First,  pencils are made from graphite, not lead.   It is unclear, but it could be as early as the 1500s a high quality natural graphite formation was discovered at Cumberland in England.  Early on, the people thought it resembled a type of lead, thus the name.

It seems England had, and still has, the highest quality graphite.  So, they had a corner on the best quality pencils into the 1860s. 

In the United States,  lesser quality graphite was found in New Hampshire and Massachusetts.  Most pencils in the United States are made from graphite mixtures.

William Munroe, a cabinet maker, put a wooden case around the graphite in the United States as early as 1812.  Eberhard Faber had early success in pencil production.  By 1870, Joseph Dixon developed a way to mass produce pencils.

Wood was red cedar but by the early 20th century, it was running out so incense cedar from California became popular.


Starting on the bottom and moving up.

Dixon Ticonderoga is still making pencils, an off shoot of the 1870 Dixon manufacturing co.

Faber-Castell began in Germany, not has an home office in the US, but most pencils are made in Brazil.  Remember that Faber was in the pencil making business early and is the oldest company in the United States still in production.

Empire Pencil Co is no longer in production.  It was bought by Sanford Corp. and has probably followed the same route as Eagle.

Eagle pencil company was founded in 1856 in New York but in 1969 was purchased by Berol Corp, then Sanford and eventually bought by Rubbermade in 1992

Skilcraft is a trade name for the National Industries for the Blind.  They still are producing office products.

NAPPCO or National Pen & Pencil Company was established in 1933 but have merged with Dixon Ticonderoga.

The beat up BUCKSKIN pencil was made by the Blackfoot Indian Writing CO in Browning Montana.  They went out of business in 2001 after having been in business since 1971.

The top pencil is a advertisement pencil from Checkerboard Square now Purina.  The reason it is in the picture is because the wood in the pencil is obviously red, although it doesn’t show up in the picture.  It made me wonder if it might be red cedar.

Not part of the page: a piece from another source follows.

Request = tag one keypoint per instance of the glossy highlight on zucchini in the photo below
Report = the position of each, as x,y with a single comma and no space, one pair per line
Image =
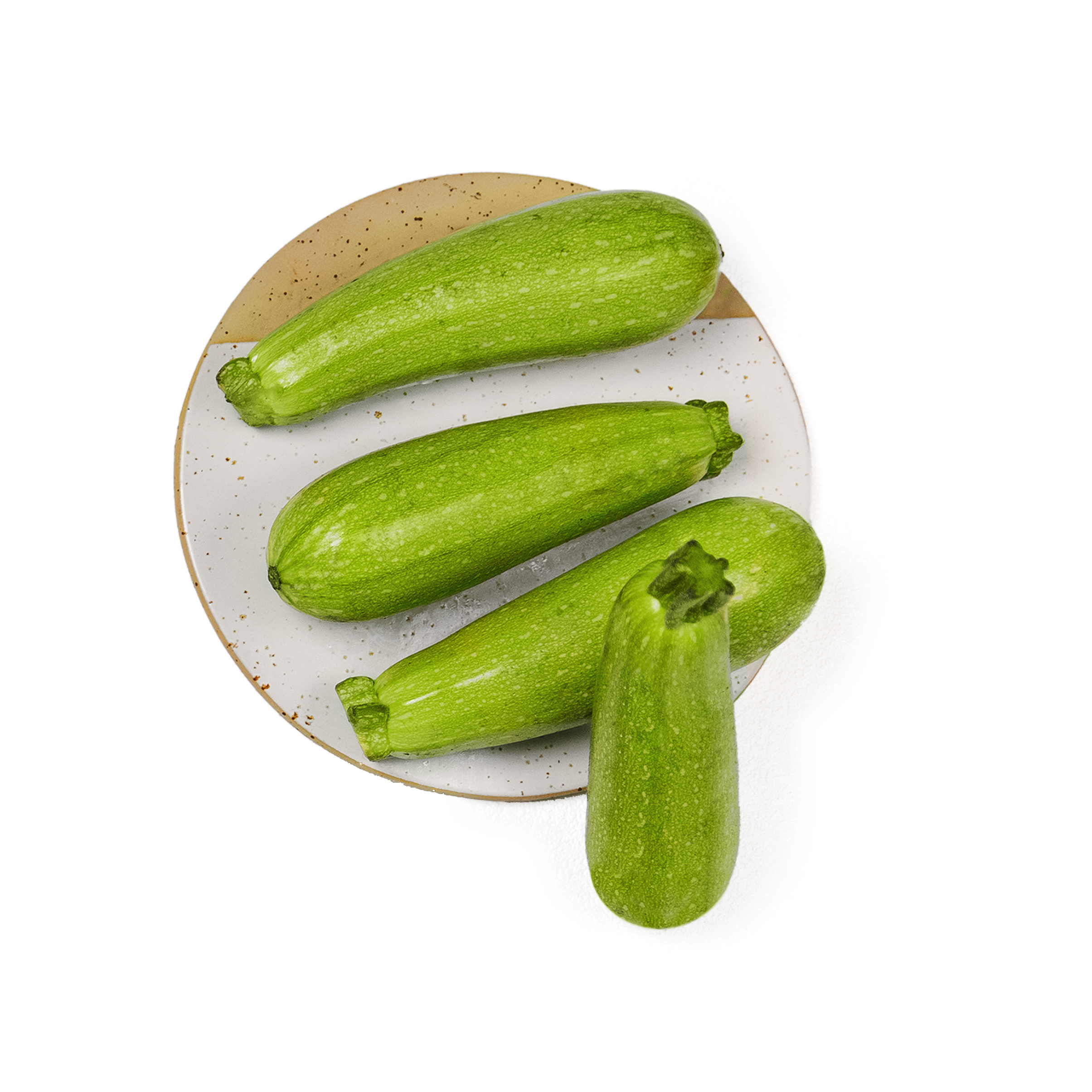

I almost threw all these old pencils away.  Glad I didn’t.  Some from closed pencil manufacturing companies must be quite old.  Now I have something to look for at flea markets or garage sales.  I know, that doesn’t do anything for getting rid of clutter.

Tuesday, September 13, 2011

Good morning

When I climbed out of bed this morning, the pin oak tree outside our bedroom window was backlit by a full moon.  Not sure why I didn’t run for the camera.

Then, when I came to the kitchen and started the coffee, this golden sunrise greeted me. 

We’ve been fortunate enough to travel far this summer, but I still love our early morning and evening views right here in relatively flat Kansas. 

By the way, I wrote about this bell here and I believe it receives the most hits as any post I’ve ever made.  There must be a lot of these bells out there.


Monday, September 12, 2011

Monday morning caterpillars (and none are on tomato plants)



I believe the caterpillars above are Pandorus Sphinx.  Here is a picture of an orange one  and here is a green one.  They both have the distinctive spots.  Not sure about the back one.  They were found on our grape vines.


IMG_2417 This is the black swallowtail butterfly caterpillar as indicated here.  Our fennel plants are covered with these.  Actually they’ve about stripped the foliage.

The pictures are deceptive—the top two are almost the size of my pinky finger.  The bottom two are the size of a fat match stick.